I went to the Aug. 20 meeting at NOAA regarding the lobster trap lines and the entanglement of the right whales. Last year, three of the six whale deaths that happened in Canada were due to ship strikes, not entanglement. I disagree that doubling traps on the lines is one of the solutions. More boats could be coming back inshore, as longer trap trawls cause more expensive trawl entanglements offshore. These entanglements can lead to cut lines and lost trawls (ie. ghostnets). Doubling traps won’t lead to landing more lobsters either. This mandate is an unjust burden on lobstermen. As previously noted in the Gloucester Daily Times, Larry Stepenuck brought up the problem of the mussel farms and their spat lines – another potential cause of whale entanglements. What! Is nobody hearing him? I think lobsterman Mike Goodwin also brought up a good point, when he said “I can find any boat in America on my cellphone.” Why can’t we track these whales? All this technology, and this is the best you got?”

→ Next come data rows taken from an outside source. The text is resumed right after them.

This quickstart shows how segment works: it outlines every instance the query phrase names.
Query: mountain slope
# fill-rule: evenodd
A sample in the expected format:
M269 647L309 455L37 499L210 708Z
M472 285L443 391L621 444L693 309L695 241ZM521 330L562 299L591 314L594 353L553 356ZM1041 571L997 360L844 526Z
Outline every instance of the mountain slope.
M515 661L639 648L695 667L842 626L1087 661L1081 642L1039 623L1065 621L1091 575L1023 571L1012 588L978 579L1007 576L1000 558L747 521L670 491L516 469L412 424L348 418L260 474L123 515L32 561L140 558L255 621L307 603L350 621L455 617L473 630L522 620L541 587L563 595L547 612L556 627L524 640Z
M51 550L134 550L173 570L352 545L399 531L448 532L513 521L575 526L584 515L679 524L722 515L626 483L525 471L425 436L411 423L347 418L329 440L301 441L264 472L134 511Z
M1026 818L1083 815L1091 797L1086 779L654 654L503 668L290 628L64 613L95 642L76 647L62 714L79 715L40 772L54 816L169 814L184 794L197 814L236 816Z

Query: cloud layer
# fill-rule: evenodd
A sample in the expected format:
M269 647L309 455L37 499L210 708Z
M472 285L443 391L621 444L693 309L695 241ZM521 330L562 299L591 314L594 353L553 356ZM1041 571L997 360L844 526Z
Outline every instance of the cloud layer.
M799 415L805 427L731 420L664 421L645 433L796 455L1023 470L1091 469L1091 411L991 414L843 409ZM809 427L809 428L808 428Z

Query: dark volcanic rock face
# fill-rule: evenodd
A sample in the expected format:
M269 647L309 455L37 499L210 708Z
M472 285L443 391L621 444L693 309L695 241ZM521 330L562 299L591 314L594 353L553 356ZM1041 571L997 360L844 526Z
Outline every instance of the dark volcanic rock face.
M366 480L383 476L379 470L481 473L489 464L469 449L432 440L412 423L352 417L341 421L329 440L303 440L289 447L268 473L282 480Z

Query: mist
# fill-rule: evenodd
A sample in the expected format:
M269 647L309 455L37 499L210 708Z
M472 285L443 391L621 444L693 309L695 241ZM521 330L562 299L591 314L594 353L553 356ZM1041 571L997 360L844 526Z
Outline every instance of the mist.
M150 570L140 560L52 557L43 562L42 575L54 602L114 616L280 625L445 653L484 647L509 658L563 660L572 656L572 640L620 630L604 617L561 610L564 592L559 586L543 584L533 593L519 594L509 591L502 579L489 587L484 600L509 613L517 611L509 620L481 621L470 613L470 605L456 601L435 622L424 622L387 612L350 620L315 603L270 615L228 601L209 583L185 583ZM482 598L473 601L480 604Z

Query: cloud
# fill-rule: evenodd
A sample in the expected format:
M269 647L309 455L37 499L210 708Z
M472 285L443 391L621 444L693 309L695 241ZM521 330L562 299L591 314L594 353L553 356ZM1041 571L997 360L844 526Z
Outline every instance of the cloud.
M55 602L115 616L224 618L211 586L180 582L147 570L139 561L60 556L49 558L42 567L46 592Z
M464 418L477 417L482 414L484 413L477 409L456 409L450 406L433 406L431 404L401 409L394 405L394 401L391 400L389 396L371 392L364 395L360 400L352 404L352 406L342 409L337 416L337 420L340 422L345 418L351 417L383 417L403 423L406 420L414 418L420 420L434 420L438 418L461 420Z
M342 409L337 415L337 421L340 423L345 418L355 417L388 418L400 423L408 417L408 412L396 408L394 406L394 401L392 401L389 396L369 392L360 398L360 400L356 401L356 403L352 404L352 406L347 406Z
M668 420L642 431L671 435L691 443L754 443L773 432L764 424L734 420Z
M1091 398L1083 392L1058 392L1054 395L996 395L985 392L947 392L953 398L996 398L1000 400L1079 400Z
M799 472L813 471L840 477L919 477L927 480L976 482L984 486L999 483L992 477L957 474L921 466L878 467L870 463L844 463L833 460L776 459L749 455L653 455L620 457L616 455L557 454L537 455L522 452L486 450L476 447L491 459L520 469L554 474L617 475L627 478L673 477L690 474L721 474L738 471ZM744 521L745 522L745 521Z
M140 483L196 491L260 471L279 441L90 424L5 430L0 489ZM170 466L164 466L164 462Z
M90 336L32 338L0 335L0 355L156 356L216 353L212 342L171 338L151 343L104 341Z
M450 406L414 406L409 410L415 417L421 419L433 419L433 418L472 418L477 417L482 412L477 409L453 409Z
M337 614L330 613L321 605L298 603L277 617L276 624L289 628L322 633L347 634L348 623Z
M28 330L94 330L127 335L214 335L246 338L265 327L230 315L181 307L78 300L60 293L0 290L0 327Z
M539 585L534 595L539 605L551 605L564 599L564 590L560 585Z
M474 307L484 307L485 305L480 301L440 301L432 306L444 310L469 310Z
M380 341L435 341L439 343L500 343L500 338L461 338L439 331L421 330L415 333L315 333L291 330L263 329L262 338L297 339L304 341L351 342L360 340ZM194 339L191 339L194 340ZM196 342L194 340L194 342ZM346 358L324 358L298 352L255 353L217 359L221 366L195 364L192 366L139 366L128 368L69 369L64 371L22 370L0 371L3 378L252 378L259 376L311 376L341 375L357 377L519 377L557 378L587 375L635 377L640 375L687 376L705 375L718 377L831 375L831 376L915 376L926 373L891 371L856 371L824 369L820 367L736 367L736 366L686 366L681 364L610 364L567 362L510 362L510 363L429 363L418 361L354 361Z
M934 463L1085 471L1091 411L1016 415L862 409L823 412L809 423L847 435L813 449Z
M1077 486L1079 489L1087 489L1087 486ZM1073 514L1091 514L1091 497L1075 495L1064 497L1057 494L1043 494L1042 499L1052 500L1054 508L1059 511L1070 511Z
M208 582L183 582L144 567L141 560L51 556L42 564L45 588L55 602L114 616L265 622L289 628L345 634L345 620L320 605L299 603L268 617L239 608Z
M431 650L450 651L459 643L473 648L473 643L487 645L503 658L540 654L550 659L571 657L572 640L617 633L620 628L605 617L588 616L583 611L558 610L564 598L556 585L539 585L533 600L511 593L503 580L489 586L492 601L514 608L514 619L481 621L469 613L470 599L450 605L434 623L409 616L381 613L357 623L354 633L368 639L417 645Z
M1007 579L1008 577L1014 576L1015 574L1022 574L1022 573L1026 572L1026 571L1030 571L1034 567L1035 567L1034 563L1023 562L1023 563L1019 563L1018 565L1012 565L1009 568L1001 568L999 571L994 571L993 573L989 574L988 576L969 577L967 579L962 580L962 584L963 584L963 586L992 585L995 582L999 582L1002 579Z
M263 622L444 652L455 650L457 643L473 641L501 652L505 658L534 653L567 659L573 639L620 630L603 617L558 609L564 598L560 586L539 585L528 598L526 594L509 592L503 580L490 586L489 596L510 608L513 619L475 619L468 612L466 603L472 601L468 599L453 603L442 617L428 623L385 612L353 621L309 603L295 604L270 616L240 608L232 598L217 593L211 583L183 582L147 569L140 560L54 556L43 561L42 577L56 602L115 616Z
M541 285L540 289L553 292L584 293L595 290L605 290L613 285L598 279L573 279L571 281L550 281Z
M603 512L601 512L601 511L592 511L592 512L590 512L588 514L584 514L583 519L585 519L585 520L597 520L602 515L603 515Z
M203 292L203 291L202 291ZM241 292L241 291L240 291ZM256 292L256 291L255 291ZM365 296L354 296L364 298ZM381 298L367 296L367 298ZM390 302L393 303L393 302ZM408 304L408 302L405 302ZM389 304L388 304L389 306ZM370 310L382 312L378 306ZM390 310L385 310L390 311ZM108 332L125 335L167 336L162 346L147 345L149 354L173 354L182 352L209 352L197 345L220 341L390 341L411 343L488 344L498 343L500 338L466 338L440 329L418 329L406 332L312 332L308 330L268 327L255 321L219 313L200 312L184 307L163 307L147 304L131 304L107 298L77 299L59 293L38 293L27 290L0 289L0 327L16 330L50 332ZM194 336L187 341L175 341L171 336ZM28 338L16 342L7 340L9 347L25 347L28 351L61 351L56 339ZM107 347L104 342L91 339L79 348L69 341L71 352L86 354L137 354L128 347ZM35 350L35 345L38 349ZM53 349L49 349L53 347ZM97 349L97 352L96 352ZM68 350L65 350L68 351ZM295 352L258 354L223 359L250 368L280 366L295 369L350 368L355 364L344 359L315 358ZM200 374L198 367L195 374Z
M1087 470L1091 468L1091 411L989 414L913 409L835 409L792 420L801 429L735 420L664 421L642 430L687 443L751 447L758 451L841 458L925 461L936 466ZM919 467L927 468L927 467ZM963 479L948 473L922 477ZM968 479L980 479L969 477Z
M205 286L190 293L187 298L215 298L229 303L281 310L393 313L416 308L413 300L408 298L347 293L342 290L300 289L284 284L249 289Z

Gov. Janet Mills of Maine wrote a great letter to the lobster industry on federal whale regulations. She ended it by saying “My administration will not allow any bureaucrat to undermine our lobster industry or our economy with foolish, unsupported, and ill-advised regulations. I stand with you, and I will do everything I can as your governor to protect your rights and your livelihoods and defend Maine’s lobster industry in the face of absurd federal over-reach.”

Nobody is talking about a study in the New York Times (May 2014) regarding the massive kill of plankton from the 200 million gallons of oil that was spilled into the Gulfstream by the 2010 Deepwater Horizon oil platform disaster or regarding the neurological damage to the cleanup workers. These plankton represent a vital food source for the whales. Meanwhile, Irving Oil is currently funding the whale research. How screwy is that? The whale researchers were mum regarding the detrimental effects on the whales from the oil spill and applied dispersants as a reason for critical change in whale behavior, food sourcing and birthing rate. Instead, they are going after the unchanging or declining number of lobster buoy lines.

There is a bigger picture going on here. The big corporations have raped the land, and now they are going after the ocean. It’s a gold mine out there. The big oil rigs with their seismic testing, wind farms, fish farms, mining of the ocean floor, etc., want a piece of the action, and those pesky lobstermen are raining on their parade. I think Gov. Charlie Baker should put his foot down on this ridiculous mandate like Gov. Mills did in Maine. They don’t care about the whales; they just want the ocean to exploit. They are seeing big dollar signs — the hell with the environment — more pollution and more money to be made. It makes me sick to watch this happening in my backyard.